She devoted the major part of 15 years caring for my dad. As he slipped into the silent world of dementia, Mom sat on his lap and spoonfed him. She sipped from their joint coffee cup, then shared some of the brew with the love of her life. Every day, every 36-hour day, she fed him, turned him, bathed him and asked God to heal him. Then her prayer concluded with one Selah, “Oh, God. Please don’t let me get Alzheimer’s.”
Five years after we buried Dad, her memory started to slip. We noticed it in segments – the same questions asked over and over, the loss of time and space, the forgetting of familiar faces. Incredibly, the diagnosis hounded us. How could it be that both parents were afflicted with diseases of the mind? Was it the farm chemicals we used to ensure a harvest year after year? Was it nutrition – too many carbs and not enough fresh veggies? Or was it just the roll of the die and some part of God’s plan for the genetics of our family?
I’ve wondered if King David’s parents disappeared into the shadows. Psalm 27:10 records a sad lament from the sensitive heart of this giant-killer, “Although my father and my mother have forsaken me, yet the Lord will take me up (adopt me as his child).”
Forsaken, forgotten, cached back in time to some memory before the present. That is the scrapbook my mother now lives. We children who swelled her belly and slithered from her womb try to help, but she sees us as the enemy. She doesn’t understand that we want to help her by taking away the car keys and the wallet, by limiting her trusting heart that opens the door to every stranger.
This woman who read voraciously, worked long hours as a nurse and balanced her checkbook to the penny now forgets when I call.
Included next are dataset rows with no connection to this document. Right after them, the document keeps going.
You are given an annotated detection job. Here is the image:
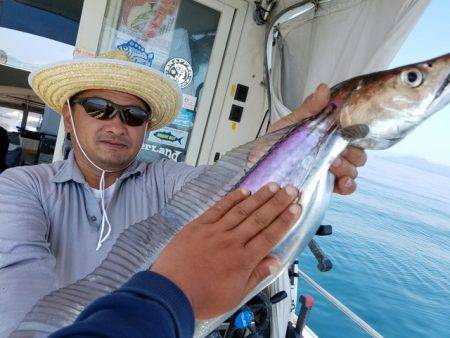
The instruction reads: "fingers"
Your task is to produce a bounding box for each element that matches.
[291,83,330,122]
[330,156,358,179]
[245,203,301,261]
[341,146,367,167]
[221,182,280,230]
[242,256,280,298]
[198,188,250,223]
[233,184,298,240]
[330,146,367,195]
[333,176,356,195]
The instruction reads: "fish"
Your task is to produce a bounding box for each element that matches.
[153,131,184,144]
[11,54,450,337]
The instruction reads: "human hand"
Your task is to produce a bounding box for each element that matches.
[269,84,367,195]
[151,183,301,319]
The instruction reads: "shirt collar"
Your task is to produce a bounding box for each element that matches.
[52,150,146,183]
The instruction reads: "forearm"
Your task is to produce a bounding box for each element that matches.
[50,271,194,338]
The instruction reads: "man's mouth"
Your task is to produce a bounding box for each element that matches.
[100,140,128,150]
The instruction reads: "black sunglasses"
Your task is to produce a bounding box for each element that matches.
[70,97,151,127]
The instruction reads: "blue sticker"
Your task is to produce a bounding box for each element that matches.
[153,131,183,144]
[117,40,155,67]
[148,127,189,149]
[172,108,194,128]
[234,310,253,329]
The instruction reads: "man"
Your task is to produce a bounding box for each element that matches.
[0,50,365,335]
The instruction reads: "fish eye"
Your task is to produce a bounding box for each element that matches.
[401,69,423,88]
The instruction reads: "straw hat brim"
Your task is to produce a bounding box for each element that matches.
[28,58,182,130]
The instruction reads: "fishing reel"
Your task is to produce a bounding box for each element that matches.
[207,291,287,338]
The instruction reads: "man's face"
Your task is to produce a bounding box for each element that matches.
[64,89,146,171]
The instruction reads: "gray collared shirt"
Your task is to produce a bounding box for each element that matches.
[0,154,204,337]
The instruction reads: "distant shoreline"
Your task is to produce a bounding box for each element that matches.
[375,155,450,178]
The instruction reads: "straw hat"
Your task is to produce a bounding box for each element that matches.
[28,51,182,130]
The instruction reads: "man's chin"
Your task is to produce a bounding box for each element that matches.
[99,154,135,171]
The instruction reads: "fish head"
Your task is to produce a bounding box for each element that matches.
[338,54,450,149]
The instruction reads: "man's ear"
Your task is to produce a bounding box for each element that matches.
[62,103,73,134]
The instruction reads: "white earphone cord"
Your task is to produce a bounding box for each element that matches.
[67,99,148,251]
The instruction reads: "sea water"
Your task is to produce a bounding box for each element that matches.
[299,157,450,337]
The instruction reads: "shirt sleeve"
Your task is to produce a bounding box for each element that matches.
[0,168,55,337]
[50,271,195,338]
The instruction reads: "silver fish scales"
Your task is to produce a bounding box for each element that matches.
[11,54,450,337]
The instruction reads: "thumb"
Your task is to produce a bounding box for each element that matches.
[292,83,330,121]
[244,256,280,297]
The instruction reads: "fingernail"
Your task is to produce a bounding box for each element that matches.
[344,178,353,188]
[288,204,300,215]
[241,188,250,196]
[332,157,342,168]
[284,184,297,197]
[268,183,280,192]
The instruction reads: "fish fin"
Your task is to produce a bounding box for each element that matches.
[341,124,370,140]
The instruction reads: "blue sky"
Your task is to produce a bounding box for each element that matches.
[380,0,450,166]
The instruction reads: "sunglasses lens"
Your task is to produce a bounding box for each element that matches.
[122,106,149,127]
[83,97,114,120]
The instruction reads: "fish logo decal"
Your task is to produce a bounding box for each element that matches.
[153,131,184,144]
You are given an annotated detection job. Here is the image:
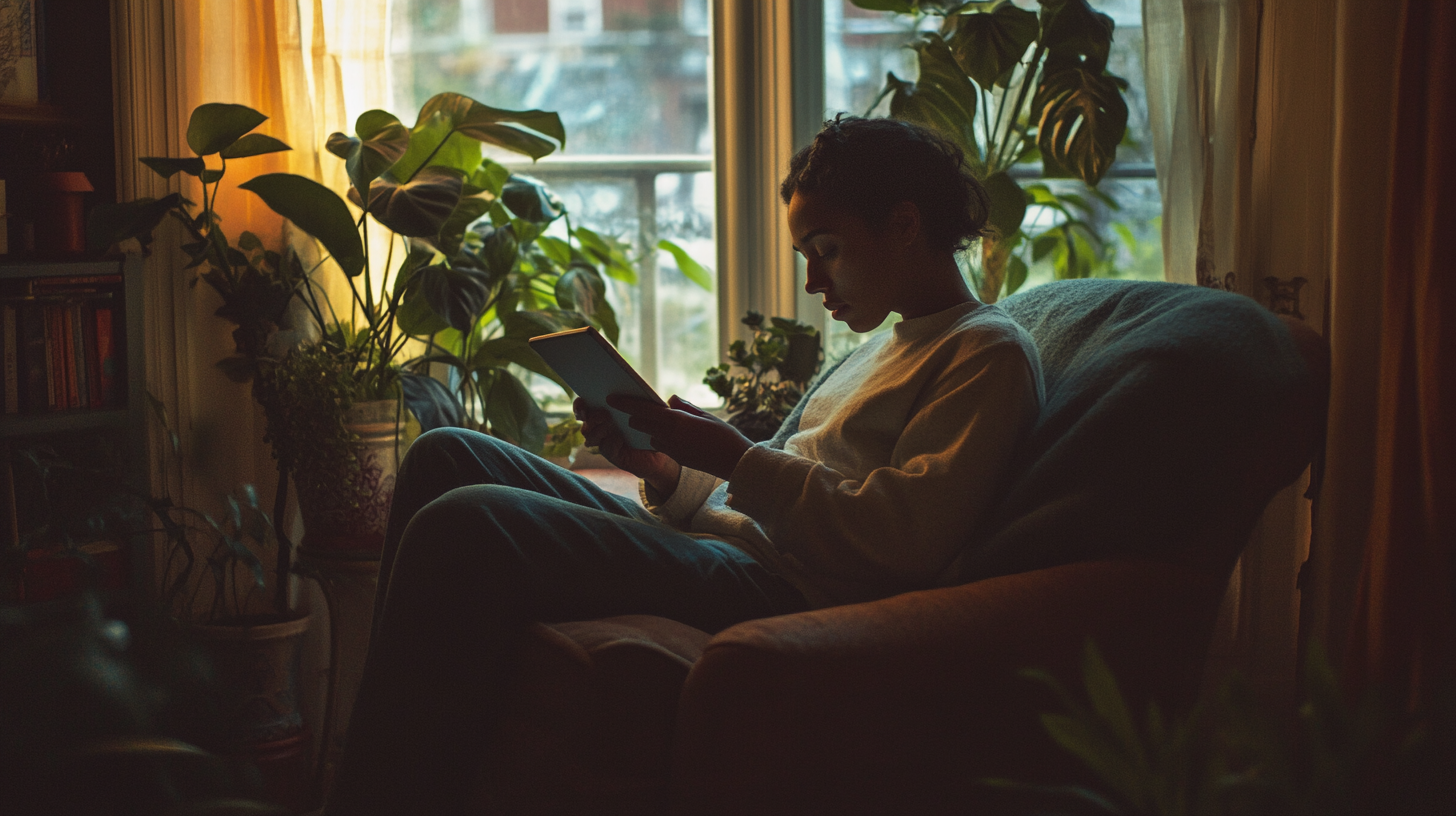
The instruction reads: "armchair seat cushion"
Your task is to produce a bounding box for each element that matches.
[475,615,709,813]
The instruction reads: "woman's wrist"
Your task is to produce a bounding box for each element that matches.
[642,459,683,501]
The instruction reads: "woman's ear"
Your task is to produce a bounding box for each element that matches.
[888,201,920,248]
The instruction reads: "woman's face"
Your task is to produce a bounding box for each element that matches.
[789,192,904,332]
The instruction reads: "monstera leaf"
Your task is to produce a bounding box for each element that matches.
[390,93,566,181]
[416,264,492,331]
[326,111,409,198]
[237,173,364,277]
[1032,67,1127,185]
[556,262,620,344]
[501,173,566,224]
[217,133,293,159]
[1038,0,1112,74]
[485,369,546,452]
[186,102,268,156]
[368,168,462,238]
[949,3,1038,90]
[885,34,980,163]
[981,170,1026,239]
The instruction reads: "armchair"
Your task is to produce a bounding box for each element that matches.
[476,280,1328,813]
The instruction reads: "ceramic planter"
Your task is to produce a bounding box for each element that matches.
[191,615,312,807]
[298,399,399,554]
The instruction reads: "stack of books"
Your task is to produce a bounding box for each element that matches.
[0,274,125,414]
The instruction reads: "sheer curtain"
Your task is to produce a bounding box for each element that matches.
[1143,0,1257,290]
[1144,0,1456,701]
[1345,0,1456,707]
[112,0,390,579]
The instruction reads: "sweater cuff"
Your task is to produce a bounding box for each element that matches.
[728,443,814,524]
[638,468,721,529]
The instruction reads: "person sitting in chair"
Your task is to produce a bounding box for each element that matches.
[326,117,1042,815]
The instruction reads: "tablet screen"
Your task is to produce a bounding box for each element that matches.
[530,326,667,450]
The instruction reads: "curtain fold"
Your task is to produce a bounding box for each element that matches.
[1143,0,1252,291]
[1345,0,1456,705]
[112,0,393,585]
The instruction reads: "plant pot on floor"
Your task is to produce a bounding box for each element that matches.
[189,615,313,810]
[298,399,399,557]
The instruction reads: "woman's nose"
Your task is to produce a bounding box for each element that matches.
[804,261,828,294]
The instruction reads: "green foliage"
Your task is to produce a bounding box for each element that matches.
[984,641,1456,816]
[855,0,1127,303]
[146,393,285,624]
[253,338,360,493]
[90,93,711,468]
[703,312,824,442]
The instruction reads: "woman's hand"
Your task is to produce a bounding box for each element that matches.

She throws away my notes, then tells the neighbors I no longer care. She has forsaken me, just as my father did – though neither of them wanted to.
As I watch Mom disappear into this horrendous valley, my only comfort is that Jesus understands. He was forsaken, too, one horrible moment on the cross. His father God turned away from the sin that surrounded the beloved son; my sin, your sin, the world’s sin. Christ knew what it felt like to be rejected and forgotten – if only for a period of time. He understands how I feel at the gradual loss of my mother – this wretched forsaking.
The only respite for my soul is knowing that Christ never forgets who I am.